He existed as a laceration of my doubts, more than anything else. I watched his car disappear down the dirt road that August and couldn't help but think of the exact distances between the tire treads. It couldn't have been more than an inch and half. Maybe two inches. I realized what I was doing with a scowl. It clicked together in my head like Lincoln Logs, echoed like a public reading: I was trying to block the image out. Where my mother would take a shot of Sazerac to dull the abilities of her memory, I did internal math problems. My mind flicked back to the inside of my closet. I had squatted with my back against the door, whispering times tables to myself while the firemen searched the rest of the house for me.
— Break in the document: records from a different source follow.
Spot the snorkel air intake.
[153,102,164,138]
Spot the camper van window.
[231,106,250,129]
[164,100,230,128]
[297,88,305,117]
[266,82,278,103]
Truman's leaving awoke that familiar escape inside my head. It wasn't enraged or even awkward. My whole life I knew Truman would just as soon kill you as shake your hand, but I had forced myself to see past that small area of his character. I know now that I was only inviting something to come and change my mind. It arrived in the form of a newspaper headline. The local police were following up on a murder case, searching for a man of average height, dark hair, Caucasian. When Truman arrived home that evening, I was waiting for him in the kitchen. I had spent hours practicing looking casual. I didn't want to frighten him back out onto the street. I didn't speak, only held up the front page of the paper.
He stared at it for a few seconds and then raised his eyebrows at me.
"You're looking rather elusive tonight, aren't you Tru?" I said, my voice faltering. He cleared his throat and waved his hand, as if to dismiss the headline as entirely libelous. The subject was dominating the room and I found it hard to break away from it, but we both knew it was too large a question to leave hanging in the kitchen that night like a wet dishtowel.
"Did you kill that man, Truman?" I directed the question at him as if it were a guided missile. I wasn't angry. I was curious. I wanted to be free of all doubt before I let him leave. He gave a terse nod. I sighed and pointed the newspaper toward the door, hanging my head. He unhooked his hunting jacket from behind the door where it had been disrupted from it's stationary sleep so soon after being deposited there. I watched from the window as the car drove smoothly down that dirt road and the math started up again in my head.